Over the past few months the idea of using blockchains as data availability “engines” to post state transitions, rather than execute them, has gotten more traction lately. However much of this discussion hasn’t considered what an optimal chain designed exclusively for data availability and nothing else would look like, and what properties it would have. Such a chain could potentially be implemented as an Ethereum sidechain. Last year I proposed one. I’ve done some further work on this and uploaded a draft paper at https://arxiv.org/abs/1905.09274 and a prototype at https://github.com/musalbas/lazyledger-prototype. I’ll summarise it here.
Reducing block verification to data availability verification
We can build a blockchain where the only rule that determines whether a block is valid or not is whether the data behind that block is available or not. Consequently, consensus nodes and block producers don’t have to process or care at all what messages are actually inside the block. You can thus reduce the problem of block verification to data availability verification. We know how to do data availability verification of blocks with a O(\sqrt{\mathsf{blocksize}} + log(\sqrt{\mathsf{blocksize}})) bandwidth cost, using data availability proofs that use erasure coding and sampling. Nodes who want to verify that a block is available need to sample a fixed number of chunks to get their desired data availability probability, plus Merkle proofs for those chunks (from row/column roots) which are each log(\sqrt{\mathsf{blocksize}}) sized, plus 2\sqrt{\mathsf{blocksize}} row and column Merkle roots.
Note that this isn’t quite magic, because you still need to assume a minimum number of nodes making sample requests, so that the network can recover the full block, just like in a peer-to-peer file-sharing network such as BitTorrent. So if you want to increase your block size, you either need to make sure that there are enough nodes in your network, or increase the number of samples each node makes (which would no longer make it sub-linear), or perhaps a mixture of both.
What greatly interests me about this, is that you therefore have a system whose throughput increases by adding nodes that are not participating in the consensus or producing blocks.

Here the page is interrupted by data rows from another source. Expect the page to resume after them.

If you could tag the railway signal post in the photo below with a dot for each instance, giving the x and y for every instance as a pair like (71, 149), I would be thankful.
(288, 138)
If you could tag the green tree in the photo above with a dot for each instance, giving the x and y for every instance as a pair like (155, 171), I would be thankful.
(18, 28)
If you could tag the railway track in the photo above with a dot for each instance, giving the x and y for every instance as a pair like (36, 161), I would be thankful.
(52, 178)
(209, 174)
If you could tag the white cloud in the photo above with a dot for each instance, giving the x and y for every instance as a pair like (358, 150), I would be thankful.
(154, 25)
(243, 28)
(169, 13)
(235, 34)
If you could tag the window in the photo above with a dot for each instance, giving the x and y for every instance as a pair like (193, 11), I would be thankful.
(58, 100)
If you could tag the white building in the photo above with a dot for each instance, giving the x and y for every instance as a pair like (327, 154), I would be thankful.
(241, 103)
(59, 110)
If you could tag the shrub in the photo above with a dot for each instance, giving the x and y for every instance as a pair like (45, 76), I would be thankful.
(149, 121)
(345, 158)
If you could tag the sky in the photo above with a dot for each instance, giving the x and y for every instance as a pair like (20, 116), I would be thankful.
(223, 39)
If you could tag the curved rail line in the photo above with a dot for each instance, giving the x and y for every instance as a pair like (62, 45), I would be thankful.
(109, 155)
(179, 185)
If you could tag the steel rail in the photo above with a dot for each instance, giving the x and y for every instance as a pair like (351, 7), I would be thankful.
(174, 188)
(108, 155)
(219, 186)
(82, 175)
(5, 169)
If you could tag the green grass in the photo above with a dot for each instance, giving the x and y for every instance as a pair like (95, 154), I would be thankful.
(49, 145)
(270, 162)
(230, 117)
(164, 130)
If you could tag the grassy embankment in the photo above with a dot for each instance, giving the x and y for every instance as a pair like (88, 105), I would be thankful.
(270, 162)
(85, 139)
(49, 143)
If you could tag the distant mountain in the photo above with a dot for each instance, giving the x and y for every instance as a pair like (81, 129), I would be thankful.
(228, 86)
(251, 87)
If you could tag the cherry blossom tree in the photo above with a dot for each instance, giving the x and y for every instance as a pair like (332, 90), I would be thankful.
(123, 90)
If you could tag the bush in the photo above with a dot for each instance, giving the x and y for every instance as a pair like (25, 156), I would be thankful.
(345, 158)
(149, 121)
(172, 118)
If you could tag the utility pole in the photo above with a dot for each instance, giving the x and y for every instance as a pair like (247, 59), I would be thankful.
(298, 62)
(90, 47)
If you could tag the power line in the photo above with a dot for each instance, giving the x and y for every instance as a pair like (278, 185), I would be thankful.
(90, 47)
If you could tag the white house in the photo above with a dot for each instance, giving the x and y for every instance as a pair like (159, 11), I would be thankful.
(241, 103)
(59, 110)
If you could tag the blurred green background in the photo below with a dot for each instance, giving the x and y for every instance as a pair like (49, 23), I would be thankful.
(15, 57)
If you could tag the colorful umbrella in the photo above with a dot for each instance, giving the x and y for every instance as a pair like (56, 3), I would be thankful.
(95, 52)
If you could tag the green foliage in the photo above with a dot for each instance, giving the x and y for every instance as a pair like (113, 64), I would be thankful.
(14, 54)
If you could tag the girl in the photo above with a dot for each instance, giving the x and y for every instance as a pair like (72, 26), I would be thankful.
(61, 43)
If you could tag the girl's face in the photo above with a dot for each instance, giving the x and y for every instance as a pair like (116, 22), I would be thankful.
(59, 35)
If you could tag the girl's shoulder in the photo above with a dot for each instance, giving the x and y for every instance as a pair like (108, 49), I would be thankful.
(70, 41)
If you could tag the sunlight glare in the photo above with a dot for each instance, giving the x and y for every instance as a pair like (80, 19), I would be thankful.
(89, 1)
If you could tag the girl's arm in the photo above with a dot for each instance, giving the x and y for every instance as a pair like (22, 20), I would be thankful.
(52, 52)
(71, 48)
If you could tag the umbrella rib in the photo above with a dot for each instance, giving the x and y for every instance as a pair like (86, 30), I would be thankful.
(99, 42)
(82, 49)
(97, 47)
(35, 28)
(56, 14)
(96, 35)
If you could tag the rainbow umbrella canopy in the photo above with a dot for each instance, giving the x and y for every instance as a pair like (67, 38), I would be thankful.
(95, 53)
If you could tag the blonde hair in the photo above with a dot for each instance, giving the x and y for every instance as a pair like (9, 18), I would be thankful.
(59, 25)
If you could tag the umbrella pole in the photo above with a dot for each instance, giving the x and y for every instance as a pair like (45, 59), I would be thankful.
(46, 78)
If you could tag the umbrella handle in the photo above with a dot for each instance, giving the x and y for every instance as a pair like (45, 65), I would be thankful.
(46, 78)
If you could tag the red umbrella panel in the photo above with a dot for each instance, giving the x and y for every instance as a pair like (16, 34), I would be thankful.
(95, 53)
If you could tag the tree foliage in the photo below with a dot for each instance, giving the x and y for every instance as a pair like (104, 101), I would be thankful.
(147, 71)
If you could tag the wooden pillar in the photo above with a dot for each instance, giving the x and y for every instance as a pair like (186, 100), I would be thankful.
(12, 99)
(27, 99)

If you increase the number of nodes making samples, you can increase maximum safe block size. This would be similar to for example if the throughput of Bitcoin increased by adding more non-mining full nodes. Effectively by removing any need to do state transition execution to verify blocks, and making data availability the only prerequisite of block validity, we can have similar scalability properties to peer-to-peer filesharing systems like BitTorrent, e.g. more nodes = more capacity. (Note that you can’t have the system automatically “count” nodes and adjust block size based on that since they could easily be Sybils, however.)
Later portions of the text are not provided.